Pearl River Delta is experiencing increased acid deposition and heavy metal pollution coupled with other anthropogenic activities during the rapid urbanlization course, which has threatened human life, natural communities, and the environment. Dr. WEN Dazhi and his research team (Environmental Ecology Group) of South China Botanical Garden selected representative forest ecosystems located in urban and suburban industrial areas as the polluted sites and that in remote rural region as the clean one. They determined the temporal trends and spatial patterns of selected pollution indicator elements and their relationships with multiple environmental indicators through systematic and synthesized analyses of annual radial growth, xylem wood chemistry, stable carbon and nitrogen isotopes of masson pine trees and chemistry of the rooting soils at each site, and obtained some important research progress recently.

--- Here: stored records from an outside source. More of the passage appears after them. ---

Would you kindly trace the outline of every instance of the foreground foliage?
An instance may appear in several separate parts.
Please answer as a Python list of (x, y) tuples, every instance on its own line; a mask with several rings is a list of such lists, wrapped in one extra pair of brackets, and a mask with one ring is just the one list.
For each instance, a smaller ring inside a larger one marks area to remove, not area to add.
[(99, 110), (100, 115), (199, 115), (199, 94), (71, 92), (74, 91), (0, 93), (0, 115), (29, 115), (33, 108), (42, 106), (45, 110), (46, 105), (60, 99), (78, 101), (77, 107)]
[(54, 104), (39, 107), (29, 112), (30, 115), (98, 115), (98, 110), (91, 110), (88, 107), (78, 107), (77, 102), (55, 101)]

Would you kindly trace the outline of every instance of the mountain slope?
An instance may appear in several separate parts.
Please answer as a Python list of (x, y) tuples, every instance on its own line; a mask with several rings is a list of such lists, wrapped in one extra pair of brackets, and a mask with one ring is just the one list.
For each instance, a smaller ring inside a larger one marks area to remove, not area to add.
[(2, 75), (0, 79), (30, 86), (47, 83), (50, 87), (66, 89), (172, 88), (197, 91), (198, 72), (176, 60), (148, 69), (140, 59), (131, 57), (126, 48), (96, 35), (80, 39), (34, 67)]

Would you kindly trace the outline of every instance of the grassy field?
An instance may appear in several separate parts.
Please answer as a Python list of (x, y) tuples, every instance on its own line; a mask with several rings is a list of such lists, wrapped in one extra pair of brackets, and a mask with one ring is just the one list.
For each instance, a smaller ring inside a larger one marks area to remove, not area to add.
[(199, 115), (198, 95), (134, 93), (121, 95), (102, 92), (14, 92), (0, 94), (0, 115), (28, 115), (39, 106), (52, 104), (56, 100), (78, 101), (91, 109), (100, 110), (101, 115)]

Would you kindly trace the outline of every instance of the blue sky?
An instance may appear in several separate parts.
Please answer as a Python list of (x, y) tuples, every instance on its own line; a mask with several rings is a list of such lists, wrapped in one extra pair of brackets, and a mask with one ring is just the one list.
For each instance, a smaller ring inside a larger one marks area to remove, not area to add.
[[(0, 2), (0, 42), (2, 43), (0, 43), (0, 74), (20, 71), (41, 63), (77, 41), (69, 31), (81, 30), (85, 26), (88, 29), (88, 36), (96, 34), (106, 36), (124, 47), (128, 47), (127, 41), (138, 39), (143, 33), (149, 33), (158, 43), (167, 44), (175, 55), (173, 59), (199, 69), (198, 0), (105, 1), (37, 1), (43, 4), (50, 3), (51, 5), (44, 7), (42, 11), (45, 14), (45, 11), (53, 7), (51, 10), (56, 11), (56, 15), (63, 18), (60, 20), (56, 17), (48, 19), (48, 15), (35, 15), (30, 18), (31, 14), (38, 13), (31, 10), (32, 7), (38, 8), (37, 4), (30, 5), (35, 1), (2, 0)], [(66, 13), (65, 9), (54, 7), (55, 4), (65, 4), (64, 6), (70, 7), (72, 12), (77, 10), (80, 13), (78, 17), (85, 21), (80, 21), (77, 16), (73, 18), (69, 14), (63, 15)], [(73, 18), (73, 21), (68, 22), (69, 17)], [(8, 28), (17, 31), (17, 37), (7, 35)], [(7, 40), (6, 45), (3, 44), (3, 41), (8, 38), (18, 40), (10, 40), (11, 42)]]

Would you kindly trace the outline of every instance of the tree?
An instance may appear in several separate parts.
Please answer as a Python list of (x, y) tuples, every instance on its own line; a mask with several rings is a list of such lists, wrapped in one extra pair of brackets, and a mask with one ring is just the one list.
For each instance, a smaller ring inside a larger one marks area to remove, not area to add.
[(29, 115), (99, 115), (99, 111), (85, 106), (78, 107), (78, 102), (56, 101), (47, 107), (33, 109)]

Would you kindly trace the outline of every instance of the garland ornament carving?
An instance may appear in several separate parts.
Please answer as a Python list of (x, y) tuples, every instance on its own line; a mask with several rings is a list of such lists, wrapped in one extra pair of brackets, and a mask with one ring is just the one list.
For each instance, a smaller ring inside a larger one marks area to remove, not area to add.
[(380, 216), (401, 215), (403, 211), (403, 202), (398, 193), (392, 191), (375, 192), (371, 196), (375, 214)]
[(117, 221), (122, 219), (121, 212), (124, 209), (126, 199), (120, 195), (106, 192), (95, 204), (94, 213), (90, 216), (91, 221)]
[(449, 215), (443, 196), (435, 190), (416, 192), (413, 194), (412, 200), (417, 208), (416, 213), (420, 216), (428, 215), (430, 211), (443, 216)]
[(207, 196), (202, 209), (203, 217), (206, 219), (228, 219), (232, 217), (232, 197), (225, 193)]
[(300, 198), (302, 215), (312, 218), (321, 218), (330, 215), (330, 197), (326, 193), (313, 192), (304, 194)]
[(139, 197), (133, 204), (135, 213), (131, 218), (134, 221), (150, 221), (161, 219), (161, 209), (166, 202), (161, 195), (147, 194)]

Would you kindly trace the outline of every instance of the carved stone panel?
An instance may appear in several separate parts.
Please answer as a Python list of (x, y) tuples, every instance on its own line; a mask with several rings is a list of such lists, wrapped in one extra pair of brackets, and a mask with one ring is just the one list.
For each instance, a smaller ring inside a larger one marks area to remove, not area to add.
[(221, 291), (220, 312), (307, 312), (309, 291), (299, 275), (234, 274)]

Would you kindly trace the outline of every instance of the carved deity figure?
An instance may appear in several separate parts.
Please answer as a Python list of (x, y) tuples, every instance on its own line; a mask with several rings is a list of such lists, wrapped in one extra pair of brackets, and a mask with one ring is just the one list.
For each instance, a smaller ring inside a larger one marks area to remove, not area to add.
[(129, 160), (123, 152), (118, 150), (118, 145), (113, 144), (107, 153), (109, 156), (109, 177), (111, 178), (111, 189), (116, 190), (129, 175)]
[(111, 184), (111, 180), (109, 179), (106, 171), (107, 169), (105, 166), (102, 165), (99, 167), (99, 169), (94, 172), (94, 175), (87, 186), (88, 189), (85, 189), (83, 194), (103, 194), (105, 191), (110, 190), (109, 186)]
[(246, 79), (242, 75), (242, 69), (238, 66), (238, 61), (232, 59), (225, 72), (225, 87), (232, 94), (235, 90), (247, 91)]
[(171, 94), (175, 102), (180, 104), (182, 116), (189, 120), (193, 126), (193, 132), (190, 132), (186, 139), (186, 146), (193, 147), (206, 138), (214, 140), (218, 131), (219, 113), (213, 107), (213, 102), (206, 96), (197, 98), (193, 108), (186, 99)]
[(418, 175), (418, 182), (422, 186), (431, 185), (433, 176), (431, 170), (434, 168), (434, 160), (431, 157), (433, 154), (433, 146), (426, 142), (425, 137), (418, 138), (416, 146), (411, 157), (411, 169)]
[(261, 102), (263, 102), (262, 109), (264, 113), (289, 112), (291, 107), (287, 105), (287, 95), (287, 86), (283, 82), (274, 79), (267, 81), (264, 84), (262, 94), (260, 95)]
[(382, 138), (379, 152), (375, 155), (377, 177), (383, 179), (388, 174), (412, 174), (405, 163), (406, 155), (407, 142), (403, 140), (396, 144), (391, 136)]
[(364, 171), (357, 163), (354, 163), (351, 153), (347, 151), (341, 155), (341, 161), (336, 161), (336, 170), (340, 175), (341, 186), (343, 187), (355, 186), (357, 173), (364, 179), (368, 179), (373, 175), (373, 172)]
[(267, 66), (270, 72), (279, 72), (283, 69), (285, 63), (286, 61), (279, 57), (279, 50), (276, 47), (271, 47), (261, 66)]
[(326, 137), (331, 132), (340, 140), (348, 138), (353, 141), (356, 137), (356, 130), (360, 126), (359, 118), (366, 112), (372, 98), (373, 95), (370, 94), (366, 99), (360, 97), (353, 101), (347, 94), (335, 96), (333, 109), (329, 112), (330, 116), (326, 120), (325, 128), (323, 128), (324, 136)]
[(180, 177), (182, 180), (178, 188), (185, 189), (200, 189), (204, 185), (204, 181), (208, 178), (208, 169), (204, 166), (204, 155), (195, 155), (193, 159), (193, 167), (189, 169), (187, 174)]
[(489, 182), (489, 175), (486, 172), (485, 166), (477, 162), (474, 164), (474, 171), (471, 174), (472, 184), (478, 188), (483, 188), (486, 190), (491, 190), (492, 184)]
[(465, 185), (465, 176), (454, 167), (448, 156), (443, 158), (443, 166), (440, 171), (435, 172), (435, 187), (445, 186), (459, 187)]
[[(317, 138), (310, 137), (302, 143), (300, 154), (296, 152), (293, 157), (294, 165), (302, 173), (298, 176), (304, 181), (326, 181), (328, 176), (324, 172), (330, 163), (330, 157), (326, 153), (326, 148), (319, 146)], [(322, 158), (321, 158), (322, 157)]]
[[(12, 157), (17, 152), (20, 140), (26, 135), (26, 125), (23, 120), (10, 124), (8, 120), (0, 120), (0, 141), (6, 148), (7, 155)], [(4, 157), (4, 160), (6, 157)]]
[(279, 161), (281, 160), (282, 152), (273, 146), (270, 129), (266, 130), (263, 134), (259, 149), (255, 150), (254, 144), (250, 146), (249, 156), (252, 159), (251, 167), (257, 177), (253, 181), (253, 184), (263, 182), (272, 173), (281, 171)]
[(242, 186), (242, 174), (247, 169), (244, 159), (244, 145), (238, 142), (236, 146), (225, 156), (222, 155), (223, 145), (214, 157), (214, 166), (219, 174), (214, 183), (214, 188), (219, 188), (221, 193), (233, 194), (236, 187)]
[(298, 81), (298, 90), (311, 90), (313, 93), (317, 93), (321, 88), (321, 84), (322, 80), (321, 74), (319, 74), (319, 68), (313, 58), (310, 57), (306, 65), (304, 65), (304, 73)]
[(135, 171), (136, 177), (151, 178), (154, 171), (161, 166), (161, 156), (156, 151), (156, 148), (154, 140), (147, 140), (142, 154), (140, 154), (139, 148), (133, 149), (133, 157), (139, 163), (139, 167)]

Major findings are summarized as follows. (1) Masson pine trees grown at the polluted sites had suffered a prolonged recession since the late 1980s, and atmospheric acid deposition and the subsequent soil acidification, base-cations leaching and aluminum activation were the important contributors responsible for the growth recession; (2) Sulfur and heavy metal concentrations in pine needles and rooting soils revealed the spatial varieties of pollutants and the changes of environmental quality along the urban-rural transect, which suggested potential risks of pollutants and forest decline occurred over larger scales; (3) The historical scenario of atmospheric pollution was re-established by analyzing the tree-ring sulfur content with specific economic indicators; (4) Soil acidification at the study sites were successfully retrospected by using single indicator or mole ratios of elemental concentration(s) in tree-rings, and the mole ratios were particularly resonable and efficient;(5) Heavy metals(Pb,Cu,Cr) concentrations and the concentration index in Masson pine rings rose fastest since the late 1980s, coincided with the episodes of increased acid deposition and heavy metals in soils as the reform and opening-up policy was implemented in early 1980s; (6) Sampling and biomonitoring methods have been improved, when the whole needle was divided into apex, mid, base sections, and sheath, and the bark into inner and outer parts devided as separate samples for chemical assay. These results provide both scientific basis and empirical rationales for ecosystem health assessment, particularly under polluted stresses, and give insights for further study into the underlying mechanisms on forest recession. The study also provides large sets of original data on regional environmental changes that are difficult to be acquired by conventional ways of environmental monitoring.

Relevant results have been published in Environ Sci Pollut Res, 2007, 14: 270-275;For Ecol Manag, 2008, 255: 3534-3540; Ann For Sci, 2008, doi:10.1051 forest: 2008070;Environ Monit Assess, 2008, doi:10. 1007/s10661-008-0394-3; Front For Chin, 2009, 4(1): 1-6.